Credit Card Approval Rates by State
You may be surprised to find out that where you bank and where your customers are located can greatly impact credit card approval rates.
Our team conducted a statistical survey of over 8% of all credit card transactions in the US in 2019. We discovered significant findings that supported our assumption; that geography plays a role in determining approval success. In total, we analyzed over one billion transactions valued at more than $60 billion and concluded that your approval rate is impacted by the geography of the merchant and the consumer.
Note: we excluded 2.6 billion card present transactions worth $124 billion, as card present transactions approve at least twice as often as card not present (CNP) online transactions. Our data was slightly weighted in Mid West banks, but there were highly statistically significant cohorts of data for every possible combination of regions.

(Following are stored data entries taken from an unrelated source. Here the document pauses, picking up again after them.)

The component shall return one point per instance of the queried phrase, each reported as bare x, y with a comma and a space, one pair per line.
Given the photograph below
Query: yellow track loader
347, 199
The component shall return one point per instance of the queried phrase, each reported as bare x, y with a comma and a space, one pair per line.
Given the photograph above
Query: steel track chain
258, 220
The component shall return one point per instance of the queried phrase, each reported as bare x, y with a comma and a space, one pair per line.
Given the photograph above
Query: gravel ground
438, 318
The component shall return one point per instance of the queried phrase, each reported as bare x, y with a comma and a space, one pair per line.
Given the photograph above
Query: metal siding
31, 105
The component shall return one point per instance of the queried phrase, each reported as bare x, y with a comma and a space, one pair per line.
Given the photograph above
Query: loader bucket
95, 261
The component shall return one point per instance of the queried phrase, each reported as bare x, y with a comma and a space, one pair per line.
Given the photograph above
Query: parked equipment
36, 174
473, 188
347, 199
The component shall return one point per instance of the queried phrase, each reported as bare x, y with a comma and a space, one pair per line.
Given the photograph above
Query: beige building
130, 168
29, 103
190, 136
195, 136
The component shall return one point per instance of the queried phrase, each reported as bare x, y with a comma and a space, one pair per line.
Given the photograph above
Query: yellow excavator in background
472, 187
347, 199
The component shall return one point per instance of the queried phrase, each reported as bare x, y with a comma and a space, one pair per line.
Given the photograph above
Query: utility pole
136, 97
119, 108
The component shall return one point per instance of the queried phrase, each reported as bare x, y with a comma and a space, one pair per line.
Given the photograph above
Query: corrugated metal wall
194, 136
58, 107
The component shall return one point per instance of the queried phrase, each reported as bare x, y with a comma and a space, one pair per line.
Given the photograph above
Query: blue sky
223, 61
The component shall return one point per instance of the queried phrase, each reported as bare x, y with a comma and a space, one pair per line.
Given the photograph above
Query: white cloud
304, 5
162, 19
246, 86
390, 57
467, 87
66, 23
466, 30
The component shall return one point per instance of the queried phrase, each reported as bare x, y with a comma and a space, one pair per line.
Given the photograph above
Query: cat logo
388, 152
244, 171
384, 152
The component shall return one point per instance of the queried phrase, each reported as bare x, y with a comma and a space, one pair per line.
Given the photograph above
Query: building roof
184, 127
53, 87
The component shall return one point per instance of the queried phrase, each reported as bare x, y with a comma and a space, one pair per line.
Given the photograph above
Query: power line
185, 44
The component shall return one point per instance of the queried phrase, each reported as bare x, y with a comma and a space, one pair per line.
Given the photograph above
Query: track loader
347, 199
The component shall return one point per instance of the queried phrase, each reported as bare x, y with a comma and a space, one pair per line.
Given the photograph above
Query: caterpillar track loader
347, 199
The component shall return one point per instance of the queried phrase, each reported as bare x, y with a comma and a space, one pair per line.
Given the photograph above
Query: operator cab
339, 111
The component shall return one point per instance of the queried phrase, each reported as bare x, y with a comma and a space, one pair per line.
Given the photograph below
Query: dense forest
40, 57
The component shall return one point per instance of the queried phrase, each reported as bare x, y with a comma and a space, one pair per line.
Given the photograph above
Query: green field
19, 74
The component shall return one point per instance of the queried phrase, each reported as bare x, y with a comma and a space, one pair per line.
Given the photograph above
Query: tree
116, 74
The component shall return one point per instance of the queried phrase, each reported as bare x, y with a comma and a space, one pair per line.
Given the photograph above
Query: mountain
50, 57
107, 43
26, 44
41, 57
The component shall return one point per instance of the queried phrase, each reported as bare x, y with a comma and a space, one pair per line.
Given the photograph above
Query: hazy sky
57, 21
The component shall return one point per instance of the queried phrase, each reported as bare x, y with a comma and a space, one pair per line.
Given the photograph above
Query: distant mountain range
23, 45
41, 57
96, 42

Before we dig into the results, here is the reason why geography affects credit card declines.
Card issuing banks look at various pieces of information, like merchant category code, to determine the risk score associated with each transaction. The location of the merchant and the consumer are two pieces of the information that help determine said risk. If the overall risk score is too high, the transaction gets declined and is considered fraud. The problem is that only one in thirteen transactions¹ identified as ‘fraud’ are really fraud. The rest are what are known as ‘false declines.’ (For more information on False Declines, read this article.)
The Impact of Location
Before beginning our analysis, we assumed there would be some variation by state for merchant approval rates. For example, we assumed that Floridian merchants would have lower approval rates than those from Alaska, as we know from other analyses that there is a greater proportion of high-risk merchants in Florida. Similarly, we would expect wealthier states to have higher approval rates than poorer ones simply because of insufficient funds decline codes. While we were pleased to see that our assumptions were born out, we were shocked by the magnitude of the differences.
Over 26 million transactions, for Florida corporations, the average approval rate was 80%. This compares with a national average of 82.8%. Alaska, as expected, was higher at 91%.
In the greatest disparity, merchants in New Hampshire had an average approval rate of just 70%, while Hawaiian businesses enjoyed an overall CNP approval rate of 98%.
In terms of consumers, those with the lowest approval rate are in Utah with an incomprehensible 39% approval rate. That number was so low that we are loath to quote it for fear of it not being believed, so we prefer to talk about the next higher tranche around the 60% mark, which includes huge data sets from DE (57%), NM (60%), OH (62%) and PA (62%). Compare that with a large number of states around 90%: AR (91%), CT (92%), HI (90%), IA (91%), IN (90%) and the winner, KS (93%).
Click the image below to view the approval rates by customer state vs merchant state:
From our perspective, the most interesting relationship to examine is the approval rate by business/consumer couplet. This asks what the approval rate is on average for consumers by state transacting with businesses by state. It wasn’t a surprise to see that issuer’s algorithms like it when consumers and businesses are in the same state. In most cases, businesses enjoyed higher approval rates when doing business with consumers from their state compared to others.
There are some notable exceptions. Companies in Delaware likely do better with consumers outside of Delaware. That might not be surprising given our data shows that DE consumers are second only to Utah in terms of declined transactions.